Saturday 1st November 2008 (9.30am-5.00pm)
HELPING CHILDREN SPEAK ABOUT FEELINGS: WHAT TO SAY AND HOW TO BE
Cost: £145 (includes a complimentary buffet lunch)

The [child] is deeply affected when they realise that they are with someone who is surviving what they are communicating, when they did not believe anyone could survive it. (Casement, 1990:99)

This conference is about empowering child professionals to enable children and young people to address their painful feelings rather than carrying them around as debilitating emotional baggage, adversely affecting their ability to learn, form enriching relationships, use life well and thrive. Speakers will address the fact that children can’t effectively manage their painful feelings on their own. Their brain hasn’t established the necessary stress regulatory and frontal lobe functions. These functions can only develop if children are consistently attuned to by emotionally responsive adults.

Speakers will discuss how helping troubled children to speak about feelings can enable them to find their voice, to know what it feels like to be profoundly understood, and most importantly to choose to seek solace when distressed.

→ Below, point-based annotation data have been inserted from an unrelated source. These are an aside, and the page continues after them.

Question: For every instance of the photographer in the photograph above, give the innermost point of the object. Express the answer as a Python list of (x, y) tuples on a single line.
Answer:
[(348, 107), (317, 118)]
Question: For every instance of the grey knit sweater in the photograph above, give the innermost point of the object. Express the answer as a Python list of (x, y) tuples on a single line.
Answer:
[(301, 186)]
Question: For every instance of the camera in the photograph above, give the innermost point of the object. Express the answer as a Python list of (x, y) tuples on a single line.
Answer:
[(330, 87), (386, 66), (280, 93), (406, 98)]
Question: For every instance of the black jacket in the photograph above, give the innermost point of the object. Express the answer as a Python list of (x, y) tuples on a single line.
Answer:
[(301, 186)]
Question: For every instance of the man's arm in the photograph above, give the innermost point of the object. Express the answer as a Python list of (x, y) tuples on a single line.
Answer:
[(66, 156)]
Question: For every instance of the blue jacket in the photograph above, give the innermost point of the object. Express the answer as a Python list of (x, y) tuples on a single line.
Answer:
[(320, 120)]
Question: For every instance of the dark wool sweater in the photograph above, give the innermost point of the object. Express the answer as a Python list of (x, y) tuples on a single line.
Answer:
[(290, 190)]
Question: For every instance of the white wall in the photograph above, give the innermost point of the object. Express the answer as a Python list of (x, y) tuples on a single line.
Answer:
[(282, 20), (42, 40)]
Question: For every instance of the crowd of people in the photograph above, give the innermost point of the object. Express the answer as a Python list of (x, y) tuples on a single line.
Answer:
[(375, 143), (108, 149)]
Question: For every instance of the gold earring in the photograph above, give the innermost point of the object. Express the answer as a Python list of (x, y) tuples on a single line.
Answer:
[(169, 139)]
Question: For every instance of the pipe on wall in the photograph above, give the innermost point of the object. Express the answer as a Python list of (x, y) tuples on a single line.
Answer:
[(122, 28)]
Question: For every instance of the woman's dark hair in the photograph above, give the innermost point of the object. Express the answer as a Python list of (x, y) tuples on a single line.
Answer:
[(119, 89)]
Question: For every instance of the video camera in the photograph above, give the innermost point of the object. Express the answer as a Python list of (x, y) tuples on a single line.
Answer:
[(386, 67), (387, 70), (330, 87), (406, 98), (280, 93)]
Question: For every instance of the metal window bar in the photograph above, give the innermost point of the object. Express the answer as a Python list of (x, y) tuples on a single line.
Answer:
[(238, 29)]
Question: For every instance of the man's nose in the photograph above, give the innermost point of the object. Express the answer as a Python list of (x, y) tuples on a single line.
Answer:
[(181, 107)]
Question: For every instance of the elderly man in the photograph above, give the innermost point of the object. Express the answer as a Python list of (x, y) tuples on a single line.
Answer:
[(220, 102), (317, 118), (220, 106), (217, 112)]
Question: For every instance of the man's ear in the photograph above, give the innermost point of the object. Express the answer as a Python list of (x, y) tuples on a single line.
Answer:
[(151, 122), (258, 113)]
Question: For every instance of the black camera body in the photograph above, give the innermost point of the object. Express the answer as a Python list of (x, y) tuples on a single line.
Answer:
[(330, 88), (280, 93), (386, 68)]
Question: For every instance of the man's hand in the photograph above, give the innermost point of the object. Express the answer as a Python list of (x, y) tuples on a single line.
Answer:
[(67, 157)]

Without such interventions children are often left relieving their emotional pain with substance abuse, self-harm, angry outbursts and other destructive mechanisms. Through moving case material, speakers will illustrate the sheer relief for a child when they realise that they are with someone who is helping them make sense of their emotional experiences when they themselves can’t do that.

Moreover, the speakers, all eminent child psychotherapists, will also explore how to become talkable to, and how to have a profound conversation with a child, in ways which can change their inner world from a cruel harsh place to a warmer kinder one. They will also focus on where feelings go when they are not fully felt, how they can be driven into hiding, projected out, transformed into bodily symptoms, or cut off from, often resulting in a lack of empathy for the distress of others.

Benefits from attending this conference

  • Find new confidence and ways of being with children to enable them to talk about their feelings safely and effectively
  • Hear moving case material to inspire you and fuel new ideas
  • Learn how to initiate a meaningful conversation with a child
  • Take away an understanding of how to help a child to move from defence to dialogue
  • Understand how to find the words to make an empathic response and learn about appropriate vocabularies
  • Learn how to find the words which touch a child’s soul

Speakers

Dr Dorothy Judd
Author: Give Sorrow Words: Working with a Dying Child. Child Psychotherapist. Pioneering work in the treatment of dying children and their families. Teaches at the Tavistock Clinic, London.

Dr Jeanne Magagna
Formerly Head of Psychotherapy Services, Great Ormond Street Hospital for Children and currently Consultant Psychotherapist at Ellernmede Centre for Eating Disorders. Consultant to the staff of Family Futures Consortium, an adoption and fostering treatment centre in London. Vice-president and joint coordinator of training for the Centro Studi Martha Harris Tavistock Model Child Psychotherapy Trainings in Florence, Venice, and Palermo, Italy

Sue Reid
Consultant Child and Adolescent Psychotherapist, Child and Family Department, The Tavistock Clinic. Co-Founder Tavistock Autism Workshop. Co-editor: Autism and Personality. Editor: Developments in Infant Observation: The Tavistock Model. Author: Understanding Your 2 Year Old Child.

Dr Valerie Sinason
Director and Psychoanalyst at The Clinic for Dissociative Studies, London. Author: Attachment, Trauma and Multiplicity: Working with Dissociative Identity Disorder and Memory in Dispute.